A Win for Pennsylvania's New Governor

Many of us have been waiting to see just how new PA Governor Tom Wolf lands on the charter vs. public school issue.

In PA, it is very much a versus issue-- charters and public schools are in competition for the exact same tax dollars, making it a zero sum game, and every student who leaves a public school for a charter represents a loss in revenue far in excess of the actual reduction in costs for the district.

Nowhere has this been more evident than in Philadelphia, where charters have made themselves fat by sucking the blood from the city school system. This process has been facilitated by the nature of the district itself-- Philadelphia was one of the first large city school systems to be stripped of any semblance of democracy, its voters disempowered and its school board replaced by the School Reform Commission, a group of five political appointees who are appointed by either the governor or the mayor and who have the power to make charter operators' big green dreams come true.

The SRC has occasionally employed tactics that include the flat out illegal move of unilaterally changing the teacher contract. But even the SRC had started to notice that charters are part of their problem. 

So has the new governor, who requested that SRC not approve any new charters in this go-round because the Philly schools can't afford to be bled any more.

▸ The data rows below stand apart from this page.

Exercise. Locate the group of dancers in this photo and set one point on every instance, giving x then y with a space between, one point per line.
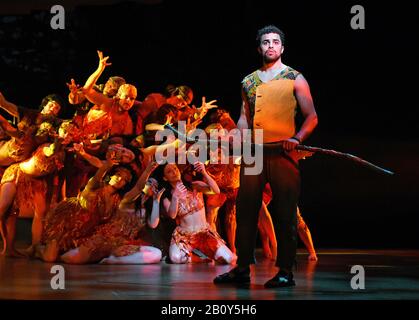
96 193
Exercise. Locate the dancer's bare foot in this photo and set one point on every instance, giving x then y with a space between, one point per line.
51 251
13 253
312 257
108 260
29 252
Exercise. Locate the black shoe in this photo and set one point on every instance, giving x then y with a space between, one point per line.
282 279
234 277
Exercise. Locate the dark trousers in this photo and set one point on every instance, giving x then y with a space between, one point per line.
284 177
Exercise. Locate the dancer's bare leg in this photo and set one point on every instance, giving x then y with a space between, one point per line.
146 255
37 222
80 255
11 238
212 214
7 196
230 223
267 232
305 236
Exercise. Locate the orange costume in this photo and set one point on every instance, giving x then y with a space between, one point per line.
120 236
75 219
27 185
205 240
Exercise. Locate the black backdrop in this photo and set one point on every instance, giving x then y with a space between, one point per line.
362 81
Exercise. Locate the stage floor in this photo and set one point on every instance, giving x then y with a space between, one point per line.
389 274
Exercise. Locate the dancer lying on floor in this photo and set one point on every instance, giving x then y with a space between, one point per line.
186 205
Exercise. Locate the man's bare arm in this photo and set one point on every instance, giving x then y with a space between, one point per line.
305 101
92 95
9 107
243 122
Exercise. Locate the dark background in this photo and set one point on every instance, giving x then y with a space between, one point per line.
362 81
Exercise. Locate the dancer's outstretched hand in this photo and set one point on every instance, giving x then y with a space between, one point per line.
103 61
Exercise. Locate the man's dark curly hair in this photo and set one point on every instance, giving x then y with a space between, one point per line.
269 29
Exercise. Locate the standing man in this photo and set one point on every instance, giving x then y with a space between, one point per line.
270 98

Twenty-seven were up for consideration, with PA GOP legislators lobbying for a large number. The SRC went ahead and okayed five.

And so late Sunday, word came out that Wolf has replaced Bill Green, the former chair of the SRC, with Marjorie Neff, a retired principal and only member of the SRC to vote no on all five charters.

Green is going to take his dis-appointment to court. It's not clear how he would win that suit (the chair of the SRC is appointed by the governor), and he still gets to serve on the board.

But at the very least, Wolf, who has strong ties to the charter school community back in his native York, PA, has at least made a statement other than, "Line up charter operators-- it's Christmas!" which unfortunately has been the official position of the past few PA governors.

Early reports suggest that his budget proposal (to be announced later today) will include a boost of state funding for public schools and increased charter oversight (increased charter oversight has been proposed in PA before, but coupled with increased charter profitability, so we'll see). I am still watching and waiting, but this certainly doesn't look like a bad sign.